Além disso, iniciativas como a redução da jornada de trabalho dificilmente beneficiam esses microempreendedores. Motoristas de Uber e entregadores não têm a opção de trabalhar menos dias na semana; sua renda depende de uma disponibilidade constante, muitas vezes em condições adversas.
Ócio Criativo ou Negócio Oculto?
A promessa de um tempo livre para descanso ou criatividade, como defendido por Domenico De Masi em seu conceito de "ócio criativo", esbarra em uma realidade tecnológica na qual o ócio se converte em mais um espaço de exploração. Byung-Chul Han descreve esse fenômeno como a transformação do ócio em “negócio”, pois, ao estarem conectados às plataformas digitais, os indivíduos continuam a gerar dados e metadados, alimentando algoritmos e perpetuando a lógica da exploração. Para os trabalhadores de plataformas, o tempo livre não é uma possibilidade viável; ele é simplesmente inexistente.
O Politicamente Correto e a Reflexão Necessária
Essa análise não busca criticar leis ou propostas que visem melhorar as condições de trabalho. O problema está na desconexão entre a discursividade dessas iniciativas e a materialidade concreta de grupos específicos. O politicamente correto, inserido nessa discursividade, muitas vezes impede uma análise mais profunda e honesta.
Questionar as condições dos microempreendedores não é um ato antipolítico ou antidemocrático, mas um esforço para compreender as contradições de um sistema que os exalta como símbolo de autonomia enquanto os mantém em uma condição de servidão moderna.
Considerações Finais
O microempreendedorismo, especialmente no contexto de plataformas digitais, não oferece a liberdade que promete. Pelo contrário, ele representa uma nova forma de exploração, onde o trabalhador é ao mesmo tempo patrão e escravo de si mesmo. Enquanto o discurso político ignora essas contradições e as plataformas lucram com a precariedade, a realidade desses trabalhadores permanece invisível.

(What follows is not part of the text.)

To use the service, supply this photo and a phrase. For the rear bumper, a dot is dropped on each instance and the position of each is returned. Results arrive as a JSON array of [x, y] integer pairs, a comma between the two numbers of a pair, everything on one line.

Portanto, qualquer discussão sobre redução de jornadas, tempo livre ou melhoria das condições de trabalho precisa considerar a realidade material dos microempreendedores. Caso contrário, continuaremos reproduzindo narrativas que não alcançam aqueles que mais precisam.
Referências
Han, B.-C. (2015). A Sociedade do Cansaço. Petrópolis: Editora Vozes.
Zuboff, S. (2020). A Era do Capitalismo de Vigilância. Rio de Janeiro: Intrínseca.
De Masi, D. (2000). O Ócio Criativo. Rio de Janeiro: Sextante.
Lasch, C. (1991). A Cultura do Narcisismo. Rio de Janeiro: Imago.